Sömürü düzeni yoksulluğa itti
Avukatlar düşük ücretlere karşı Adalet Bakanlığı önünde eylem yapmıştı. (Fotoğraf: Evrensel)

Deniz GÜNGÖR

Türkiye yargısı hiç olmadığı kadar siyasallaşırken avukatlar 5 Nisan Avukatlar Günü’nü siyasi baskı, işsizlik, yoksulluk ve saldırılar altında geçirdi. Baskı altında mesleğini yapmaya çalışan avukatlar bir yandan işçileştirilirken diğer yandan da güvencesizleştirildi. Bunlar arasında en çok dikkat çeken ise ‘işçi avukatlar’, kanundaki adıyla ‘bağlı çalışan avukatlar’ oldu. Ülkede her geçen gün sayıları artan işçi avukatların, çoğunun sözleşmesi ve özlük hakları bulunmazken ya asgari ücretle ya da asgari ücretin altında çalıştırılıyorlar. Stajyer avukatlarda da durum pek de farklı değil. Asgari ücretin yarısından daha az bir ücret karşılığında 9 saate yakın çalıştırılan stajyer avukatlar bürolarda ucuz işgücü olarak çalıştırılıyor.

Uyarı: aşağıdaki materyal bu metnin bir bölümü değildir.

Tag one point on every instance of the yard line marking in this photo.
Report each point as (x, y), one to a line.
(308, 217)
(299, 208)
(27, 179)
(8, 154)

AKP iktidarının izlediği eğitim politikaları sonucunda hukuk fakültesi sayısındaki artış sürerken avukatların en büyük sorunlarının başında işsizlik yer alıyor. Yükseköğretim Kurulu istatistiklerine göre ülke genelindeki 92 hukuk fakültesinden her yıl 20 bine yakın kişi mezun oluyor. Türkiye Barolar Birliği’nin (TBB) güncel verilerine göre, 31 Aralık 2022 tarihinde baroya kayıtlı avukat sayısı 11 bin 216 artarak 185 bin 749 oldu.

SÖMÜRÜ DÜZENİ HÂKİM

Ülke genelindeki avukatların yüzde 49’unun sıfır ila 5 yıl kıdeminin olduğuna dikkat çeken TBB Başkanı Erinç Sağkan, bunun avukat sayısındaki orantısız artışın yarattığı bir sonuç olduğunu ifade etti. Ülkedeki toplam avukat sayısının yarsının son 5 yıl içerisinde mesleğe girdiğini söyleyen Sağkan, "Özellikle stajyer meslektaşlarımız ve genç meslektaşlarımız çok ağır bir ekonomik yükün altındalar. Asgari ücretle dahi iş bulamaz durumdalar. Serbest olarak çalışmak isteyen veyahut çalışmak zorunda kalan meslektaşlarımız ofis kiralarının da artması nedeniyle evlerinden çalışmak zorunda ve sadece kamu destekli iş alanlarından aldıkları çok sınırlı sayıda işle hayatlarını geçindiriyorlar" dedi. Söz konusu avukatların işsizlik istatistikleri arasında görünmediğini vurgulayan Sağkan, "Diplomalı işsiz meslektaşlarımız ve bağlı çalışan avukatların çok ağır sorunları var. Çok ağır bir sömürü düzeninin içerisinde yer alıyorlar ve bu sömürü düzeninin içerisinde haklarını koruyacak bir yasal düzenleme hayata geçmedi" diye konuştu.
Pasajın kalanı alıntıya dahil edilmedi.